A scaffold is a temporary structure built outside of a building or structure under construction, allowing workers to access the higher levels of that building or structure. Workers often need to lift materials to those heights, so a scaffold hoist is used in lieu of lifting the materials by hand, which can be stressful and dangerous, or even impossible. Many types of scaffold hoist models exist for different purposes; some smaller units use a boom arm with a pulley mounted to it, while other systems feature entire moving platforms that can lift people and materials.
The latter scaffold hoist system is far more elaborate and must be constructed and operated carefully. The system features a lift platform mounted to specially designed scaffolding sections, and it is propelled upward using a motorized rack and pinion system. Such a scaffold hoist is likely to be used on larger building projects on which heavy materials and large numbers of workers must be transported. For smaller buildings and structures, this system generally will not be necessary.
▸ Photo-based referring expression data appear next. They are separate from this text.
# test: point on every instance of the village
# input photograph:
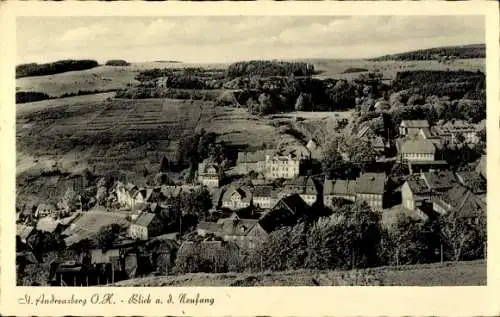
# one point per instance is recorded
(142, 231)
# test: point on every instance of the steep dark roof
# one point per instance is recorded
(371, 183)
(441, 180)
(415, 123)
(144, 219)
(417, 185)
(211, 227)
(294, 203)
(263, 191)
(243, 191)
(253, 157)
(481, 166)
(236, 227)
(339, 187)
(473, 181)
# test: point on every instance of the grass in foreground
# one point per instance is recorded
(471, 273)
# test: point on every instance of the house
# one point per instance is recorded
(209, 173)
(412, 127)
(223, 255)
(281, 165)
(286, 212)
(414, 192)
(24, 232)
(264, 197)
(314, 149)
(473, 181)
(370, 187)
(413, 150)
(252, 161)
(304, 186)
(145, 226)
(86, 225)
(461, 202)
(246, 233)
(342, 189)
(48, 224)
(236, 197)
(439, 181)
(44, 210)
(452, 129)
(481, 167)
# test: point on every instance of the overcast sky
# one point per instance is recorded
(228, 39)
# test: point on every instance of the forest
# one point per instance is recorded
(439, 53)
(34, 69)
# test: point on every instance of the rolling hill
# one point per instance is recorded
(437, 53)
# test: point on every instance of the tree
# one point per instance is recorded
(107, 236)
(164, 165)
(360, 152)
(408, 241)
(303, 102)
(462, 236)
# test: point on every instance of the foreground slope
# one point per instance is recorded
(447, 274)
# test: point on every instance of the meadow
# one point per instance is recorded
(471, 273)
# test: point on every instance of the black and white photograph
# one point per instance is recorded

Instead, smaller structures may require the use of a small, jib crane scaffold hoist. This system features a vertical arm that supports a horizontal arm, at the end of which is mounted a pulley. A cable will run through the pulley, usually wrapping around it several times, and then it will drop to the ground. At the lowest point on the cable is mounted a hook, which can in turn be attached to a load to be lifted. Smaller pulley systems can be operated by hand, while others are motorized and controlled with switches. Motorized units are usually reserved for larger jobs, while hand crank jobs are used only for the lightest duty jobs. Sometimes a rope will be used in lieu of a cable, though fiber ropes tend to be less durable and are not used as often or for any heavy duty jobs.
Another type of scaffold hoist may mount directly to the scaffold piping. It will work much like a winch or ceiling-mounted hoist, and it will usually be motorized. This system employs the same system as the jib crane, except without the jib crane. The system will feature a wide pulley around which a cable will be wrapped numerous times. A motor will turn the pulley, either letting out the cable or pulling it back in. A hook is mounted to the end of the cable so it can be attached to the items to be lifted.